The study examined the relationship between single nucleotide variants (SNVs) in estrogen receptor genes (ESR1 and ESR2) and polycystic ovary syndrome (PCOS) in 254 Tunisian women with PCOS and 170 control women. It found that certain SNVs in ESR1 (particularly rs2234693) and one in ESR2 (rs1256049) were significantly associated with PCOS, with the strongest association for the C allele of rs2234693 even after stringent statistical correction. Haplotype analysis of ESR1 revealed four haplotypes linked to PCOS, with the H1 haplotype showing the strongest association. The study also found that these genetic variants were more significantly correlated with metabolic components of PCOS, such as hyperglycemia and insulin resistance, than with hormonal profiles.
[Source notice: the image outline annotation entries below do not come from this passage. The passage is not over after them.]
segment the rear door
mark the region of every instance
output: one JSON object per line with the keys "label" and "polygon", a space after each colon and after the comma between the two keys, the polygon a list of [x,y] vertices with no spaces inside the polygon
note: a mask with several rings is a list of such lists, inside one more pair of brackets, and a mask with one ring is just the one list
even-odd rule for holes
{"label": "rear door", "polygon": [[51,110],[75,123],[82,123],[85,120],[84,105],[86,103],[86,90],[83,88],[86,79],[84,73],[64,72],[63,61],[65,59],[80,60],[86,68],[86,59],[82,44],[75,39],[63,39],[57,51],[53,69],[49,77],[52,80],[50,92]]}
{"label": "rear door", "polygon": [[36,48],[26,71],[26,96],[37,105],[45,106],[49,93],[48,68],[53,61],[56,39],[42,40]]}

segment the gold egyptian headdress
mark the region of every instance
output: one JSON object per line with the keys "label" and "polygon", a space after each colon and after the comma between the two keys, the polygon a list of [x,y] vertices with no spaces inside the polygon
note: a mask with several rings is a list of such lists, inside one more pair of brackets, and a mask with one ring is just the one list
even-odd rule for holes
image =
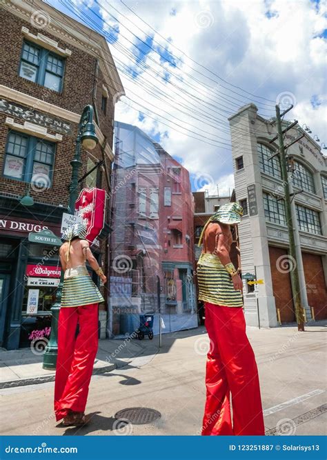
{"label": "gold egyptian headdress", "polygon": [[241,217],[243,216],[243,208],[238,203],[226,203],[220,208],[217,212],[210,217],[206,222],[202,232],[201,232],[200,239],[199,240],[199,247],[201,246],[206,229],[211,222],[221,222],[233,225],[241,222]]}

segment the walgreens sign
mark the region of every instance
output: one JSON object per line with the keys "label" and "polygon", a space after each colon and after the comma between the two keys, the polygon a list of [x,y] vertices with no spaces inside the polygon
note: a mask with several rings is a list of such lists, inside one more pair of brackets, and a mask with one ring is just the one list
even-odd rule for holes
{"label": "walgreens sign", "polygon": [[26,267],[28,277],[40,277],[48,278],[60,278],[60,268],[46,265],[28,265]]}

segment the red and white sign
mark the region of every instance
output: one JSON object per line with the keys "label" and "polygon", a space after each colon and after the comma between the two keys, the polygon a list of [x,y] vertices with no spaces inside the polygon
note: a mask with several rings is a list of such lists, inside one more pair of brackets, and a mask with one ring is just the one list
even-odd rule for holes
{"label": "red and white sign", "polygon": [[75,203],[75,214],[80,216],[88,228],[86,239],[92,243],[104,226],[106,190],[83,188]]}
{"label": "red and white sign", "polygon": [[56,234],[60,232],[60,227],[52,224],[37,221],[29,221],[27,219],[12,220],[6,217],[0,215],[0,233],[6,232],[8,234],[19,233],[37,233],[43,230],[51,230]]}
{"label": "red and white sign", "polygon": [[56,288],[60,283],[60,278],[28,278],[28,286],[46,286]]}
{"label": "red and white sign", "polygon": [[60,268],[54,266],[28,264],[26,267],[28,277],[60,278]]}

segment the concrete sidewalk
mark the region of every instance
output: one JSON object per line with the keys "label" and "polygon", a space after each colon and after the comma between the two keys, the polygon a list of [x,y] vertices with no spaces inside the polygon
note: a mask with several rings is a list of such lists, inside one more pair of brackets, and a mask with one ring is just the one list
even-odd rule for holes
{"label": "concrete sidewalk", "polygon": [[[125,338],[99,341],[93,374],[104,374],[132,362],[150,359],[158,351],[157,341]],[[119,356],[119,358],[118,358]],[[137,361],[135,361],[137,360]],[[43,353],[35,354],[30,348],[0,351],[0,388],[8,388],[54,380],[54,371],[42,368]]]}

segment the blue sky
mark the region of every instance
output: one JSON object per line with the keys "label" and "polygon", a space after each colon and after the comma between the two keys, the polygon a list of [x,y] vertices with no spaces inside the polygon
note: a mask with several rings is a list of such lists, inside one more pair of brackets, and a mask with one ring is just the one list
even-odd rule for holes
{"label": "blue sky", "polygon": [[227,119],[249,102],[269,118],[290,101],[290,117],[327,143],[325,3],[65,0],[72,12],[47,3],[106,36],[128,97],[116,119],[180,161],[193,189],[232,187]]}

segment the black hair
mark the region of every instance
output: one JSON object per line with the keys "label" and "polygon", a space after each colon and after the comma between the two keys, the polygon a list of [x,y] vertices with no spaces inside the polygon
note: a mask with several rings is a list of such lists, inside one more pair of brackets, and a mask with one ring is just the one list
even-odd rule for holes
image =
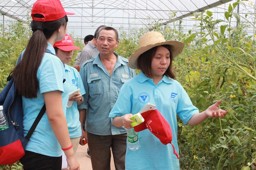
{"label": "black hair", "polygon": [[[44,17],[38,14],[34,16]],[[37,97],[39,88],[37,72],[47,49],[47,40],[61,26],[66,27],[67,21],[67,16],[52,21],[32,21],[31,26],[33,34],[22,60],[13,71],[13,76],[20,94],[29,98]]]}

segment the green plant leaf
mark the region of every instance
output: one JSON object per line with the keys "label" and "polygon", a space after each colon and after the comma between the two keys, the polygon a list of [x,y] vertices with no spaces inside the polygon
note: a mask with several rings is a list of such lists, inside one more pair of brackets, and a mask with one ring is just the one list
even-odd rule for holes
{"label": "green plant leaf", "polygon": [[225,12],[225,17],[226,18],[226,19],[227,19],[227,20],[228,21],[229,20],[229,18],[230,17],[230,12],[228,12],[227,11]]}
{"label": "green plant leaf", "polygon": [[200,37],[196,39],[195,40],[195,45],[197,45],[198,44],[198,43],[200,42],[200,41],[201,41],[202,39],[204,37]]}
{"label": "green plant leaf", "polygon": [[221,26],[221,34],[222,36],[224,36],[224,33],[225,32],[225,30],[227,28],[227,26]]}
{"label": "green plant leaf", "polygon": [[224,148],[228,149],[228,146],[227,146],[227,144],[221,144],[220,146],[221,147]]}
{"label": "green plant leaf", "polygon": [[212,16],[212,12],[209,11],[207,11],[207,12],[206,12],[206,14],[207,14],[207,15],[209,16],[209,17],[211,17]]}
{"label": "green plant leaf", "polygon": [[238,22],[239,23],[240,23],[240,15],[239,14],[237,13],[236,12],[233,12],[232,13],[232,15],[234,17],[236,17],[236,20],[237,21],[237,22]]}
{"label": "green plant leaf", "polygon": [[236,136],[234,136],[232,138],[232,139],[233,139],[234,140],[234,143],[235,143],[236,144],[238,144],[240,146],[242,145],[242,144],[241,144],[241,142],[240,140],[239,140],[238,137]]}
{"label": "green plant leaf", "polygon": [[195,18],[197,18],[201,15],[201,12],[195,12],[194,13],[194,16]]}
{"label": "green plant leaf", "polygon": [[228,7],[228,11],[230,12],[231,12],[231,11],[232,11],[232,9],[233,9],[233,8],[232,8],[231,4],[230,3],[230,6]]}

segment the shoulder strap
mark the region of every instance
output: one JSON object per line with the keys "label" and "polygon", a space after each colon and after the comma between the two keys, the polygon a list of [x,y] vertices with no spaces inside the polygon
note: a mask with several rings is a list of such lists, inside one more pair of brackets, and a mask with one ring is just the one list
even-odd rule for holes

The research suggests that ESR1 and ESR2 genes are important markers for PCOS in the North African population, particularly concerning metabolic features, and highlights the need for further studies to understand their role in PCOS. Ethnic variability in SNVs was also noted, with Tunisian minor allele frequencies being similar to those in Europeans for most SNVs. The study concludes that estrogen receptor genes are significant markers for PCOS, especially in terms of metabolic features, in the Tunisian population.